The latest EU sanctions package, its nineteenth targeting Russia, alongside similar measures from the US and UK, underscores a significant effort to try to restrict trade with major energy companies and their subsidiaries. These actions are reshaping logistics, compliance requirements, and geopolitical dynamics.
To adapt to meet evolving challenges, leading energy companies are investing in predictive analytics, digital compliance tools, and diversified networks to meet logistical needs. AI-powered platforms for example can now dynamically scan thousands of data points to help flag sanctioned entities, optimize routes, and model the cost and compliance impact of rerouting.
For example, after the EU’s 19th sanctions package in October 2025, indirect sanctions exposure, also referred to as sanctions by extension, became a key risk; even compliant shippers faced higher reinsurance rates, as well as reduced vessel availability and available tonnage. Insurance premiums can rise in relation to indirect sanctions risks as they cause uncertainty and compliance complexity, and they can also elevate the risk of compliance failures. Insurers and reinsurers may therefore price in the possibility of penalties under strict liability regimes.
Companies who invested early in digital risk monitoring and set up alternative corridors and suppliers that mitigated sanctions risks have been better positioned to reduce delays and cut insurance premiums. Sanctions apply to entities designated on a list, which can include tankers or other vessels used to transport oil and gas, as well as subsidiaries of sanctioned entities, which could include sanctioned refineries. Entities that are sanctioned by extension may create a complex compliance landscape, with ownership and control rules varying by jurisdiction.
For example, determining whether an entity is sanctioned by extension often requires aggregating ownership percentages and applying calculations to understand ownership thresholds. Manual checks of beneficial ownership and control can be impractical, if not impossible in this context, making technology-driven solutions all the more important.
This sample diagram shows an organization sanctioned and all those sanctioned by extension that can radiate out from a single entity at its center.
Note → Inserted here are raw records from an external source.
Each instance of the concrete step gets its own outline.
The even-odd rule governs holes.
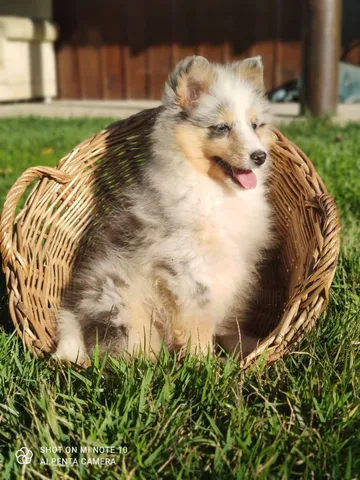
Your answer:
[[[156,100],[54,100],[50,102],[3,103],[0,104],[0,117],[40,116],[40,117],[110,117],[126,118],[145,108],[160,105]],[[302,120],[298,103],[273,103],[271,111],[274,124]],[[360,122],[360,104],[339,105],[334,121]]]

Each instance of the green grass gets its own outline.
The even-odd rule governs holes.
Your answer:
[[[55,165],[109,121],[0,120],[1,200],[25,168]],[[314,161],[343,226],[331,301],[316,328],[276,364],[246,374],[233,361],[180,365],[166,353],[155,366],[110,360],[105,370],[95,359],[87,370],[54,367],[0,330],[2,478],[360,478],[360,126],[282,130]],[[21,467],[23,446],[34,457]],[[41,452],[51,446],[77,453]],[[127,452],[108,454],[111,466],[83,465],[80,448],[94,446]],[[79,465],[41,463],[70,457]]]

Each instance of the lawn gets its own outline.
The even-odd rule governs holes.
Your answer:
[[[110,121],[1,119],[1,202],[24,169],[55,165]],[[316,328],[276,364],[246,374],[234,361],[180,366],[166,353],[155,366],[109,360],[104,371],[95,359],[75,370],[24,349],[4,298],[2,478],[360,478],[360,126],[312,121],[282,131],[313,160],[340,210],[339,266]],[[33,458],[21,466],[15,452],[24,446]],[[110,465],[87,463],[101,458],[99,447],[113,448],[102,454]]]

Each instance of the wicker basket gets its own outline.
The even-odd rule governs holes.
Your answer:
[[[35,354],[54,350],[55,313],[79,244],[101,223],[114,188],[136,178],[158,111],[114,123],[78,145],[57,168],[30,168],[8,193],[0,233],[10,314]],[[280,132],[274,135],[276,168],[269,187],[281,241],[261,269],[253,318],[264,340],[242,362],[244,368],[264,350],[267,361],[278,359],[312,328],[328,303],[339,252],[333,198],[304,153]],[[34,180],[39,181],[16,215]]]

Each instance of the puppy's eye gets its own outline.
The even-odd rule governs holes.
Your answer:
[[[251,126],[254,130],[257,130],[258,128],[264,127],[265,123],[260,123],[260,122],[251,122]]]
[[[225,133],[230,132],[230,127],[226,123],[219,123],[219,125],[214,125],[210,129],[217,135],[225,135]]]

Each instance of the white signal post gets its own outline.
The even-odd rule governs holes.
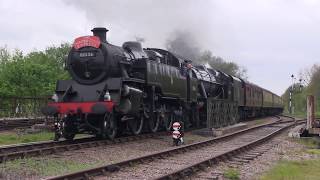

It illustrates the scope of potential risk exposure for any organization doing business—buying, selling, financing, insuring—across a complex, global third-party network. Looking ahead, these new sanctions and their possible effects on insurance, banking, and logistics may require energy firms to investigate with extreme care who they are doing business with, as well as having granular traceability for shipments.
Failure to comply could mean heavy fines, reputational damage, or even a risk of being sanctioned themselves. Coupled with ongoing regulatory developments, like the EU Deforestation Regulation and Corporate Sustainability Reporting Directive, compliance teams have much to contend with.
Energy companies who thrive in this landscape may be those who treat sanctions and regulation not as barriers, but as catalysts for improvement and adaptation, leveraging data, analytics, and resources to secure supplies and manage risk.
Sanctions applicable to the energy sector are likely to continue reshaping global supply chains, introducing compliance challenges as well as new risks. Organizations can however leverage technology to navigate risks posed by third-party suppliers, partners, and vendors in their business network.
Technology, powered by data and analytics, can help create a picture of who is sanctioned, of ownership and control, and of financial health, to help maintain resilience. As sanctions persist, automation, adaptability, and proactive risk management could be critical to sustaining operational continuity across the energy sector.